Foster Coulee was formed during the Missoula Floods.

The Okanogan lobe of the Cordilleran Glacier moved down the Okanogan River valley and blocked the ancient route of the Columbia River, backing up water to create Glacial Lake Columbia. Initially, floodwater discharged from Glacial Lake Columbia by running up through the head of Grand Coulee and down through Foster Coulee to rejoin the Columbia River. After the floods, meltwater from the glacier reversed course and flowed east through the coulee, forming a hanging valley above the west rim of Grand Coulee and a debris fan on the Grand Coulee floor that can be seen today. As the glacier moved further south, Foster Coulee was cut off and the Columbia River then discharged through Moses Coulee.

==Proposed reservoir==
Foster Coulee has been studied as a potential pumped-storage hydroelectricity site.

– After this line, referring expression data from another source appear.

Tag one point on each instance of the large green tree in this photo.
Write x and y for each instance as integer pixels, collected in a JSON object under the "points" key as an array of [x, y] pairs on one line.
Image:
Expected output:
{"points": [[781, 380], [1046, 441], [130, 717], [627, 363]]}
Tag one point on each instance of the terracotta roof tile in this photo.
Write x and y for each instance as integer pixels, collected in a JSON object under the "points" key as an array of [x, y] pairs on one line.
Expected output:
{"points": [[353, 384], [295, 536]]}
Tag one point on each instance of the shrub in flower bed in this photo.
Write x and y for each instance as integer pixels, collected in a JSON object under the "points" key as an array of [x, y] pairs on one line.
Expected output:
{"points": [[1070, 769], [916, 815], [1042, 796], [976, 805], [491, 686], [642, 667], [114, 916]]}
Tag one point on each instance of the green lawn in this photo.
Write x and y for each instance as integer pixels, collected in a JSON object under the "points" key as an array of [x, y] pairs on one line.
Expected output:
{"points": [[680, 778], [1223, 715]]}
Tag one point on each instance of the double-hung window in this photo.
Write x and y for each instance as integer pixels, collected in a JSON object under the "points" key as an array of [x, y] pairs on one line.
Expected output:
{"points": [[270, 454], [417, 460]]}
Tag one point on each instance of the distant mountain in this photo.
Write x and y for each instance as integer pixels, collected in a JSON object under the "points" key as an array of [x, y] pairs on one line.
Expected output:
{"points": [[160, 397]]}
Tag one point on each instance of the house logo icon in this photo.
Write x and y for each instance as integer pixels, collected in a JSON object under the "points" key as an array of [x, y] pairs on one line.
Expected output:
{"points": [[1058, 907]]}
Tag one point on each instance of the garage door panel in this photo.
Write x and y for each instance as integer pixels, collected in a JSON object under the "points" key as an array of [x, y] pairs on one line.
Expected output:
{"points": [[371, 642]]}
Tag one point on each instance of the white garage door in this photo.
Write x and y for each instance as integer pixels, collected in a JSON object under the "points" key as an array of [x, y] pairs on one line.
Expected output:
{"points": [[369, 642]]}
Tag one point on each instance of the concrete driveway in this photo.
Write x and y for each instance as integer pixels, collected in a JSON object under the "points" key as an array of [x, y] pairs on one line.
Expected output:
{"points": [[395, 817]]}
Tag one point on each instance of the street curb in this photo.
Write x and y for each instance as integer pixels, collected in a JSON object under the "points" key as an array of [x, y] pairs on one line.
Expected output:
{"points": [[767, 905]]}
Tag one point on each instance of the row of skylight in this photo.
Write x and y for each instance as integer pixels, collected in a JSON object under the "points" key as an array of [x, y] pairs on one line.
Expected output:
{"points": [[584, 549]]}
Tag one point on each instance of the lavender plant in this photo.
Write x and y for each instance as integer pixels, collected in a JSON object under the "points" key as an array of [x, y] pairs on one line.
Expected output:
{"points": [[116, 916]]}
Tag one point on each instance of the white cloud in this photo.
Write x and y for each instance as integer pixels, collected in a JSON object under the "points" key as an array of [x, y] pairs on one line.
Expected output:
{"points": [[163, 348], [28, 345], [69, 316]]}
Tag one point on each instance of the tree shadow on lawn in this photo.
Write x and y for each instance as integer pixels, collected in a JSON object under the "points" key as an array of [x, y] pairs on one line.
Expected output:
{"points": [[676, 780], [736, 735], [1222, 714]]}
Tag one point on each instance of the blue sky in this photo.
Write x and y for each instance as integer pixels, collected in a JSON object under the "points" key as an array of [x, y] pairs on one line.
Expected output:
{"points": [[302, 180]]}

The coulee would be dammed and approximately 500 MW generation capacity installed, exploiting the c. 500 ft difference in elevation between the new reservoir and the existing Banks Lake. Banks Lake is in turn created by pumping water 280 ft uphill from the Columbia River at the Grand Coulee Dam.

==Notable wildlife==
The Washington ground squirrel, a candidate for U.S. Endangered Species Act listing, inhabits Foster Coulee.